Kenworthy also has some ad- ditional experience that will serve him well in his role at N.K.H.S. – coaching.

He has coached both football and softball, and said that his experience in setting goals and motivating his team to reach those goals will be useful at the high school.

“There are quite a few similarities,” he said of the two roles. “I’m asking, ‘what are the goals we need [to meet] to continue to be a highperforming school?’”

Leading a school – like leading a team – is about identifying challenges and devising a plan to meet them, he said.

Among the challenges he’ll face at N.K.H.S. is the size of the school itself, he said. As of early August, 1,682 students were enrolled at the high school.

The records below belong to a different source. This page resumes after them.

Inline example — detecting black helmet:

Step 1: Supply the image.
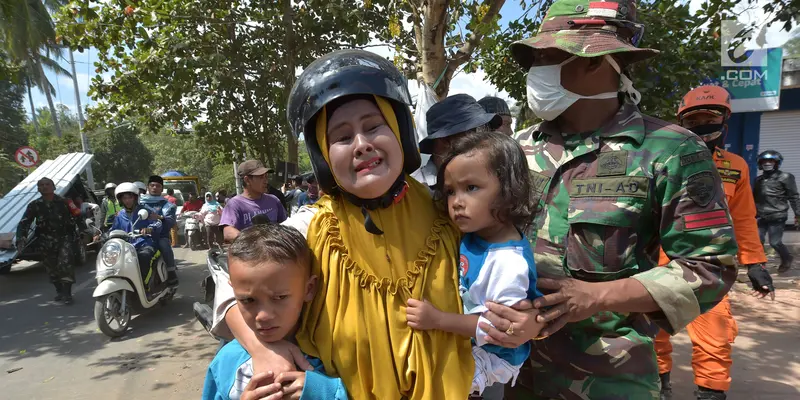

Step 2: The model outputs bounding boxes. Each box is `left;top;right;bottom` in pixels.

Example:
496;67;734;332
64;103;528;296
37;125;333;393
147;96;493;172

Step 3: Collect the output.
758;150;783;169
478;96;511;116
286;50;421;194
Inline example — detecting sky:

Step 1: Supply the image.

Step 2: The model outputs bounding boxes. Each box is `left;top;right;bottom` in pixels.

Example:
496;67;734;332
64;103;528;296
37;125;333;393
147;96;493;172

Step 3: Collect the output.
25;0;789;122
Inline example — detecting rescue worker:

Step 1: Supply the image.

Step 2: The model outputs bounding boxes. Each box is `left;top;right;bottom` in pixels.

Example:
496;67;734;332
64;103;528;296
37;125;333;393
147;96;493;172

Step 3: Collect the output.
16;178;75;304
478;96;514;136
754;150;800;273
100;182;122;230
500;0;737;400
655;86;775;400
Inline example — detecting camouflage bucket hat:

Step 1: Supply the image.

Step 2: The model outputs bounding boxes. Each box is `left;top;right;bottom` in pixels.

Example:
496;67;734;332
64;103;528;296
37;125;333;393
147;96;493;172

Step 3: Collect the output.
511;0;658;69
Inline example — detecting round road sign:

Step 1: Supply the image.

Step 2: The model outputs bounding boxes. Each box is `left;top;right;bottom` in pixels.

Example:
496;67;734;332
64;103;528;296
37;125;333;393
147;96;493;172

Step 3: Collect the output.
14;146;39;168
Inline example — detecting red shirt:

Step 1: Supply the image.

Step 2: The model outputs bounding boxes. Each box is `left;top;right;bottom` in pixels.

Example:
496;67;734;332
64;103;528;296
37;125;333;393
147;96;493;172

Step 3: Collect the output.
181;199;203;212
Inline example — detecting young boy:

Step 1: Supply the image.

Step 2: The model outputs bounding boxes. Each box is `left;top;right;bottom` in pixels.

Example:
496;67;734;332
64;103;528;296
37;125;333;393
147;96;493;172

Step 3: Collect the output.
203;224;347;400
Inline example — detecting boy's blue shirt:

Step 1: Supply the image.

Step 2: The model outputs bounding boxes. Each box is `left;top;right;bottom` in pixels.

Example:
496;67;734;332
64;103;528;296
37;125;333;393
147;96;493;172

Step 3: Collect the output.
202;340;347;400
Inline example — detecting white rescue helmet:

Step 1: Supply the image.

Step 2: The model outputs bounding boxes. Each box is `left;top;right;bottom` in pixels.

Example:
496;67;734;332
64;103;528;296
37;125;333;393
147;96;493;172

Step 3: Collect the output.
114;182;139;203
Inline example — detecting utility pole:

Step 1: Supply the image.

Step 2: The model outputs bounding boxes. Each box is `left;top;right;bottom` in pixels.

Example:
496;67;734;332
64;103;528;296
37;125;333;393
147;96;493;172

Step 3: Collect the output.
67;48;94;190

“We’re one of the few communities that has continued to grow,” he said.

Kenworthy said he’ll also focus on trying to be as visible as possible, both during the school day and after hours.

“There are many things pulling the principal in many different directions,” he said.

Kenworthy also said that the very characteristics about N.K.H.S. that present challenges – such as its size – are also the things that make the school a unique learning environment.

“This school has so much going for it,” he said. “There’s a wealth of opportunities that exist for our students.”

When asked what advice he might offer to incoming freshmen, he said, “Take advantage of those opportunities. But recognize that your primary focus is to learn.”

He also encouraged all students to find a way to build connections to the school – and to be part of the school community.

“It breaks my heart when that isn’t the case for some students,” he said.

As for what he’d like upperclassmen to know, Kenworthy said he hopes they realize that the high school experience mirrors life in general.

“Life will always present you with similar challenges,” he said.

When he isn’t at school, Kenworthy – who grew up in the Riverside section of East Providence and graduated from LaSalle Academy – spends as much time as possible with his wife, Elizabeth, and his two daughters – seven-year-old Victoria and four-week-old Tamsin. He also enjoys playing golf and “working out as much as I can,” he said.

And as for what he’d like parents to know?

“I’m here,” he said. “And I try to make myself available.”

School begins Sept. 1 at North Kingstown High School.